Acı da güzeldi ya! Güzeldi güzel olmasına, insanın onurunu incitmeseydi.
Aşk her haliyle mükemmeldi oysa, sonuna ihanetle nokta konulmasaydı eğer.
Nefret herkesin en çok korkup en çok tutsak olduğuydu.
Yazık, mahkûmuz şimdi ona.
Hani nasıl şimdi ellerin? İlk gördüğüm halinle misin?
Kaç günah yineledin ardımdan, kaç kez yalan söyledin kendine?
Kaç şarkı söyledin kurduğun düzenin tadını çıkararak. Ve kaç vebal ödedin ağlayarak, yol boylarında?
Ayrılıklar da anlamsız sebeplerle gösteriyor kendini şimdilerde.
O en sevdalı adamlar çarpıyor kapıları sevdiği kadının ayak uçlarını kanatarak. O en aşk dolu adamlar çeviriyor sırtını koşup uzaklaşarak. O en vazgeçilmez kadınlar ağlıyor gece yarılarından tan ağarana kadar.
Kan çanağına dönen gözlerine bulanıyor hatıralar.Ölüyor katilinin hoşçakalı yankılandıkça kulaklarında.
Ve ömründe bir defa ölümü tadıyor kadın.
Sonrasında tanıştığı ölüm bedenini götürüyor yalnızca. Bir kere öldü mü insan kalbindeki ağır tahribatın ardından eski haline dönmez artık.
“Gitmek” fiili her cümlede acı bırakır, vuslata özlem bırakır aslında.
Nazım’ın dizelerinde öldürdüğü gideni hiç gelmeyenden ibaretti oysa.
Gidene bir seslenişti inceden, sessizce;
“Gittiğin eğer bensem söyle bana kimden gittin.
Sende yoktum zaten ben ,ben yine bende bittim.”
Özlemek fiili hiç bu kadar içten olmamıştı Can Yücel’in dizelerinden sonra.
“Özledim seni,
Ayrılık yüreğimi karıncalandırıyor nicedir.”
Açmak fiili, Ahmet Arif’in kaleminden başladı kapıları aralamaya;
“Açardın yalnızlığımda mavi yeşil,
Açardın tavşan kanı, kınalı berrak.
Yenerdim acıları kahpelikleri."
Ki şimdi ben fiilller karalıyorum okuduğum her şiirin ardından.
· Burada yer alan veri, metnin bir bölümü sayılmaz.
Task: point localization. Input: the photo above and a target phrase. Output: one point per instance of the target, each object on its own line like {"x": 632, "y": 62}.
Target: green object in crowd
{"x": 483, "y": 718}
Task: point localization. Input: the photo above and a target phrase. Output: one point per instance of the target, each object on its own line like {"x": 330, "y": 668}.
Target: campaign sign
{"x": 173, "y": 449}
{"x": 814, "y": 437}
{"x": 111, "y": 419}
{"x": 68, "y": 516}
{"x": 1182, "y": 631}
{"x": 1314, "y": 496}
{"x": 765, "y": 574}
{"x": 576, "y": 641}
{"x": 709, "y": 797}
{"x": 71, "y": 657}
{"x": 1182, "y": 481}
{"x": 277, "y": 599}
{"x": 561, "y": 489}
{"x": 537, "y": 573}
Sıfatları olmayan tamlamalar kuruyorum seni andıkça.
Anmak fiili,
Her ölünün ardından silik bir yüz ve tuhaf bir gülümseyişten ibaret.
Ötesi mi…
Yok.
Hiç olmadı da.
Her kadın şarkısına küstüren adama küs gitmiştir. Saçlarını kestiren adama kin gütmüştür. Sözlerini susturan adama ah tutmuştur.
Susmuştur.
Çantalar bağlanmış, kalemler kırılmıştır.
Ses yitmiş,
Söz bitmiştir.
Her kadın katil bir adamın arkasından kanamıştır, ayak uçlarından kalbine dek.
"Kalbine."
Nuray KAÇAN
İzmir- 11.07.2015
“Acıyı sırtlayan tüm kadınlara…”
YORUMLAR
Kalemin ustasından ustaca yazılmış bir yazı...Konuya, yaşlandıkça kaçırılan fırsatlar, dersek, yazarın konuyu kaçan fırsatlara bir hayıflanma şeklinde ele aldığını söylemek, yanlış olur mu bilmiyorum. Özlemek, özleneni anmak... bu ikili var hayatımızda, olmalı; olmazsa olmaz...Ağaçlıktan geldiğini unutana dun denir... Hayatımızı kötüleştiren değil, güzelleştiren şeylerdir kaçırılmış olanlar... Değerli yazınız size yakışır güzellikte. Samimi tebriklerimle. Saygılar...
Tanıdık kalemlere rastlamak güzel...Ama, "İnsan duygularını da kaybediyor yaş aldıkça. Ne öfke ne sevgi tam anlamıyla yaşanmıyor ." sözlerine yine bu tanıdıklığa sığınıp muhalefet şerhi koyuyorum. Sanki dillendirdiğiniz gibi değil de, sanki farklı da, sakın bu, sessizce, kırmaktan korkup naif duygularla öfkesini de sevgisini de içine atmasından olmasın bu hissettiğiniz? Belki de, kimbilir tam da burası itiraz edip dillendirdiğiniz.